Une telle tolérance par contre suffit-elle? «Tolérer quelqu'un implique que l'autre se sent supérieur. Il faut aller plus loin. Il faut viser la reconnaissance, le respect total de l'autre. Le terme "tolérance" doit justement être compris comme le droit à la différence dans le respect de la vie de l'autre», déclare d'ailleurs en succession Judah Castiel, le président de l'Institut de la culture sépharade de Montréal. Pour un autre, le cardinal-archevêque Jean-Claude Turcotte, il faut aussi pousser plus loin l'acceptation de la différence: «Je considère le mot tolérance comme un peu négatif. Tolérer, ça veut dire "tu es comme cela, je t'accepte mais pas plus que cela"; j'aime beaucoup mieux le mot respect, qui est essentiel à la paix.»

Réussite sociale

Tolérance, respect, ces valeurs sont loin d'avoir la cote. Et là encore, l'auraient-elles qu'elles ne cacheraient point les torts causés par d'autres valeurs, celles qui sous-tendent le fonctionnement des sociétés avancées. Le succès individuel y est devenu la norme et il se mesure en termes de gains et de pertes individuels. L'Amérique, entre autres, nous démontre qu'il est facile de faire admettre par toute une société que les gains annuels d'un seul dépasse les revenus de tout un État du tiers-monde: Bill Gates n'a-il point bien mérité ses milliards annuels, qu'il peut distribuer si généreusement, comme il l'entend, à divers organismes humanitaires?
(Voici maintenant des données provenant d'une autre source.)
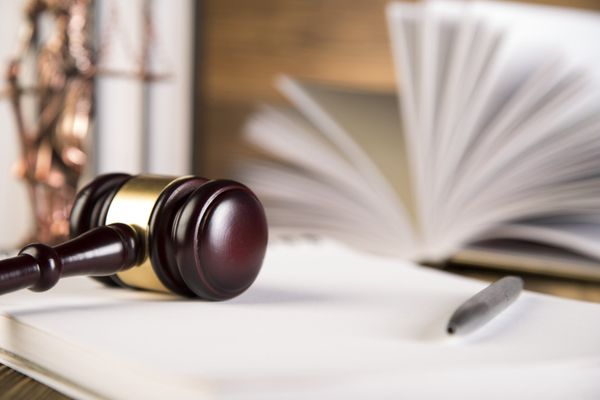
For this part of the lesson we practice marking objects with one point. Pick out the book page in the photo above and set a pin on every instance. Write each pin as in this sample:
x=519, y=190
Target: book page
x=371, y=119
x=325, y=110
x=320, y=322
La consommation est, dans ces pays, devenue une nécessité: le moteur de l'économie est alimenté par un remplacement incessant des biens et produits de base, entraînant le gaspillage des ressources et une pollution de tous les environnements, tant physiques que mentaux ou culturels. L'espace collectif est ainsi la somme des espaces individuels, où le lieu de chacun ne peut déborder sur le territoire de l'autre. L'aventure collective n'a alors plus de raison d'être.

Au mieux, l'action commune se résume à garantir la protection de chacun des petits mondes dans lesquels la majorité des citoyens se réfugie, quitte à ne voir des autres que des images médiatiques et à n'entendre de leurs voix que les cris qu'ils poussent de plus en plus fort. La misère, la vraie, tout comme l'intolérance exprimée sous toutes ses formes — avons-nous l'illusion de croire — ne serait pas une caractéristique de nos sociétés. Quand cela a vraiment lieu, ce serait ailleurs. Dans un monde loin de chez nous. Ici, à tous serait assuré le droit à la pleine existence. Est-il toujours possible de croire en de telles affirmations?